Arılarla iletişim kurabilir miyiz?

Artık arı dansının nasıl çalıştığını öğrendiğimize göre, ortaya çıkan bazı olasılıkları keşfedebiliriz. Bunlardan biri, bu zeki yaratıklarla iletişim kurmak, yani doğru yorumlayıp yorumlayamayacaklarını görmek için danslarını taklit etmek.

Harvard Üniversitesi’nden bir grup araştırmacı, böcek şeklinde küçük bir robot olan RoboBee ile çalışmaya başladı.

Bu cihaz, küçük boyutu ve çok yönlülüğü sayesinde çevresel verilerin alınması için çok kullanışlıdır ve bu vesileyle hayvan davranışlarını analiz etmek için kullanılmıştır. RoboBee bir arı kovanına yerleştirildi ve ondan sonra iyi bilinen dansı taklit etti.

sallanma dansı şeması
Arı dansı şeması.

Araştırmacıların beklediği gibi, dansın gösterdiği yerde bir grup arı belirdi. Kısacası, gördüğümüz gibi, teknoloji hayvanlar hakkında çok daha fazla şey öğrenmemize ve hatta onlarla iletişim kurmamıza izin veriyor.

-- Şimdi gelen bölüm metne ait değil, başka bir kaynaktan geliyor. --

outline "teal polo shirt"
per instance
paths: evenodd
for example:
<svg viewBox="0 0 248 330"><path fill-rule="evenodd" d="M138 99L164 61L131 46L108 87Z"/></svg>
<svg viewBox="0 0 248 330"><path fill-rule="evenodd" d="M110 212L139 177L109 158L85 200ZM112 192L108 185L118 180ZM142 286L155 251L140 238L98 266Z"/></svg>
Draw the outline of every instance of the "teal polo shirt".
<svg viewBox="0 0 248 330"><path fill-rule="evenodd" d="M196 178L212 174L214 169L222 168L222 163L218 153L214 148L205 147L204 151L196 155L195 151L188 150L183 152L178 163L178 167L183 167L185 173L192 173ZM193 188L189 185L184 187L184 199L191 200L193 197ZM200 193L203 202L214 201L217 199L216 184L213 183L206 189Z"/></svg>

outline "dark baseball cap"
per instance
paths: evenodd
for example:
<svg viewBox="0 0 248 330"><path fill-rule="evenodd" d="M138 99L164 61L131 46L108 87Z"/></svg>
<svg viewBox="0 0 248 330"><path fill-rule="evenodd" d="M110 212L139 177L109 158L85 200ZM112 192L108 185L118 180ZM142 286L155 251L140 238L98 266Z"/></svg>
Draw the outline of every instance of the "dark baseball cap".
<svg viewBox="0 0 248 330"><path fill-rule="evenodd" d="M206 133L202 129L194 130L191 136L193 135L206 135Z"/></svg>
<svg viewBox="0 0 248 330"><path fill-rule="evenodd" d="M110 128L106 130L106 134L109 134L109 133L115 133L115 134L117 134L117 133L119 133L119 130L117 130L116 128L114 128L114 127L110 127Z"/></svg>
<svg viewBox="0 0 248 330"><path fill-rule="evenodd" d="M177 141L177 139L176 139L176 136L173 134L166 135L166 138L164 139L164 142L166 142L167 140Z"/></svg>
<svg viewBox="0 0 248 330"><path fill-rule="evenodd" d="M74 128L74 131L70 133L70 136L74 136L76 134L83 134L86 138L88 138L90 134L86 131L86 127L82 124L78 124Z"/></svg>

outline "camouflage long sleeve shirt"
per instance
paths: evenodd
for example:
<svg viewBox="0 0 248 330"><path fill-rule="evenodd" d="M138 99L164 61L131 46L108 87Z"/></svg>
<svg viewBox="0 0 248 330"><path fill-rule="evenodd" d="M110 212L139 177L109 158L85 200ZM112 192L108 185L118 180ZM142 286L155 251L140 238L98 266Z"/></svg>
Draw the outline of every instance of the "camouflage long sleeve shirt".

Tüm alıntı yapılan kaynaklar, kalitelerini, güvenilirliklerini, güncelliklerini ve geçerliliklerini sağlamak için ekibimiz tarafından derinlemesine incelendi. Bu makalenin bibliyografisi güvenilir ve akademik veya bilimsel doğruluğa sahip olarak kabul edildi.



Bu metin yalnızca bilgilendirme amaçlı sunulmuştur ve bir profesyonelle görüşmeyi yerine geçmez. Şüpheleriniz varsa, uzmanınıza danışın.